The IR report of October 2021 concluded, positively, that ‘there is still time to avert the worst outcomes if we act swiftly. Action plans and technologies are already available to help conserve and restore freshwater ecosystems.’
One option favoured by Moran is to deploy small turbines to produce hydro-electric energy without the need for huge dams. These would use photovoltaics – in effect, floating solar farms powered by water that can be deployed in existing reservoirs. ‘If you do this on ten per cent of the reservoirs in the Amazon basin, you generate twice as much electricity as you would otherwise; if you deploy them where dams are proposed, you will get 67 per cent of the planned energy. But you take out the big bads – the environmental and societal impacts. These can use fish-friendly turbines – they could revolutionise dams.’
Such plants are already in situ, with projects of more than 100MW operating in both China and Japan, with panels fixed together on a float to form a pontoon. Such projects involve central inverters, which connect the PV panels, placed on stilts on land to avoid interfering with neighbouring farmland. The principle has also been adopted in the UK, with a floating solar farm of 23,000 panels providing energy to water treatment plants near Heathrow airport. The cooler temperatures of the water also make the plants more efficient than land-based equivalents.
Moran is acutely aware of the financial muscle of dam constructors, who may not automatically welcome smaller projects. ‘They don’t like plans for floating solar panels because there isn’t so much money in that. The Belo Monte Dam in Brazil cost US$31 billion. If you do things greener, you won’t get US$31 billion.’ He also points to the practical point that decision makers also prefer simple projects. ‘A department of energy would rather deal with one big dam than 1,000 smaller projects.’
The expansion of dams isn’t inevitable. The building of dams in Europe and the USA reached a peak during the 1960s and has been in decline since then, with more now being dismantled than installed. Today, hydropower only supplies six per cent of US electricity. Dams are now being removed at a rate of more than one a week on both sides of the Atlantic.

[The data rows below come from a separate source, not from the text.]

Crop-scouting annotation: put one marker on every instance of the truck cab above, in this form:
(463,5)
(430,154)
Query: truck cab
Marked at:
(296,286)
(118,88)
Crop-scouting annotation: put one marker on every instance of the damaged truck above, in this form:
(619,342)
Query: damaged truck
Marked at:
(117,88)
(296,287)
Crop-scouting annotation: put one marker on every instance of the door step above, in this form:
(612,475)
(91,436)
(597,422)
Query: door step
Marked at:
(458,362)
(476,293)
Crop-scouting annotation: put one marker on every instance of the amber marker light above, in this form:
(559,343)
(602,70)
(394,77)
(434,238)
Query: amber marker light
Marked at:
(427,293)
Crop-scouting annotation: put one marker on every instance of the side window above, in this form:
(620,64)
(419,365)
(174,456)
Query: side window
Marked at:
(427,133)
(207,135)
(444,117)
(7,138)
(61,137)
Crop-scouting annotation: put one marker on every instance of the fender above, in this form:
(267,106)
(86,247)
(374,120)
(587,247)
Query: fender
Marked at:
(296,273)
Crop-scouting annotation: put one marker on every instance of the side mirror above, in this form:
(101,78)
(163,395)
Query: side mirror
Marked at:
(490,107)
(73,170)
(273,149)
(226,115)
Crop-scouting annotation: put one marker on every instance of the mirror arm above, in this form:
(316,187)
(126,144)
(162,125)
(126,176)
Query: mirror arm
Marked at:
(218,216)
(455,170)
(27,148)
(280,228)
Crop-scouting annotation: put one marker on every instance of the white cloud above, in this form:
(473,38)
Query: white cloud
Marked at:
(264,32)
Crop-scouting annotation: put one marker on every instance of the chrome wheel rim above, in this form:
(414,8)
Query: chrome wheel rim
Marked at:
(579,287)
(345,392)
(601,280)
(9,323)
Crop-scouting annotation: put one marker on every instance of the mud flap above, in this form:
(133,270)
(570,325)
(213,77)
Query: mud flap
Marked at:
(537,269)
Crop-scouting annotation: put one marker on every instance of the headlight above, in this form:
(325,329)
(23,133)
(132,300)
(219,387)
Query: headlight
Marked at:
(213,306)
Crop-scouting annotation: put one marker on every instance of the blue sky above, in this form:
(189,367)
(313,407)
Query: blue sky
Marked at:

‘If you go down the road of thinking dams will help reduce emissions, you are missing just so many opportunities,’ says Klemm. ‘It’s a mistake to have your energy transition resting on hydropower. The default starting point – that we have to dam all of our rivers to create the electricity we need – is over. The best sites for dams have all long been taken anyway; they’re just not competitive any more. The largest dam constructors are more focused on offshore wind – they recognise where their business is moving to.’
Moran remains wary of which way trends might turn next. ‘I’m concerned because of the drift towards authoritarianism, even in the West,’ he says. ‘Big dams tend to be decided by fiat – they aren’t democratic decisions, they only happen in authoritarian or autocratic countries, or where the influence is from autocratic countries. These leaders like to say, “We are producing energy for you, so here it is.”’
Yet Klemm believes that meaningful changes in the way in which we source renewable energy are now inevitable. ‘We are getting better at using and deploying solar and wind, at connecting their grids over longer distances to even out the bumpy bits,’ he says. ‘But we need to make the case more loudly for free-running rivers – that they are important for people, the climate, wildlife and for economics.’
Moran, too, is determined to remain upbeat, although you can almost hear him grit his teeth. ‘I got into the issues around dams after working to stop rainforest logging, so I recognise the challenges. I remain optimistic, despite evidence to the contrary. We just have to keep working on generating the evidence [of their damage]. A transition to a greener hydropower can be done, but it has to be done carefully.’